[ AI READINESS GLOSSARY ]

25 terms every site owner should know

Plain-English definitions of the files, bots, schemas, and concepts that determine how AI systems see your website. Each term is 150-200 words and links to the ZeroKit tool that tests it, so you can move from "what is this?" to "how do I fix it?" in one click.

AI Overviews

Concept

Google's AI-generated answer boxes that appear above the regular search results. Launched in 2024, they quote or summarise content from indexed pages and attribute each claim with a citation link. A site that scores high on the other terms in this glossary — structured data, citable content, and a clean robots.txt — appears in Overviews far more often than one that does not.

The uncomfortable truth is that Overviews reward the same things traditional SEO rewards, just with less tolerance for marketing fluff. Text that answers a question in one paragraph, with a specific number or fact, is quoted verbatim. Generic copy is skipped in favour of a competitor whose copy is specific.

Answer engines

Concept

A catch-all term for the new generation of AI-first search experiences: Perplexity, ChatGPT Search, Google AI Overviews, Bing Copilot, Claude's browsing mode, and You.com. All of them share one behaviour that traditional search engines do not: they return an answer, not a list of links. Citations are secondary, often hidden behind a small chip or footnote.

For a site owner, this shifts the optimisation target. Instead of ranking for a keyword, you're trying to be the quoted source inside a generated paragraph. That means writing text a retrieval model can lift cleanly (specific, named entities, short paragraphs) and publishing the files answer engines check first (llms.txt, robots.txt, JSON-LD).

Applebot-Extended

AI crawler

The user-agent Apple uses to gather training data for Apple Intelligence, introduced in mid-2024. It is distinct from the older Applebot which powers Siri suggestions and Spotlight. The "-Extended" variant honours a separate User-agent: section in robots.txt, which means you can allow Siri but block training if that's the policy you want.

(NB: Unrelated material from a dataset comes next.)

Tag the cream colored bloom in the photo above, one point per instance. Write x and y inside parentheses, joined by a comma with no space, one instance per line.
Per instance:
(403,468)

Coverage is still modest compared to GPTBot or ClaudeBot, but it grows every quarter. If you ship to an Apple-heavy customer base, blocking Applebot-Extended removes your content from Apple Intelligence's grounding while keeping it in macOS Spotlight results — a tradeoff worth making deliberately, not by omission.

Article schema

Schema.org

The JSON-LD type used to mark up a blog post, news article, or long-form editorial. Required fields are headline, author, datePublished, and image. Optional but high-value: dateModified, publisher, mainEntityOfPage, articleBody.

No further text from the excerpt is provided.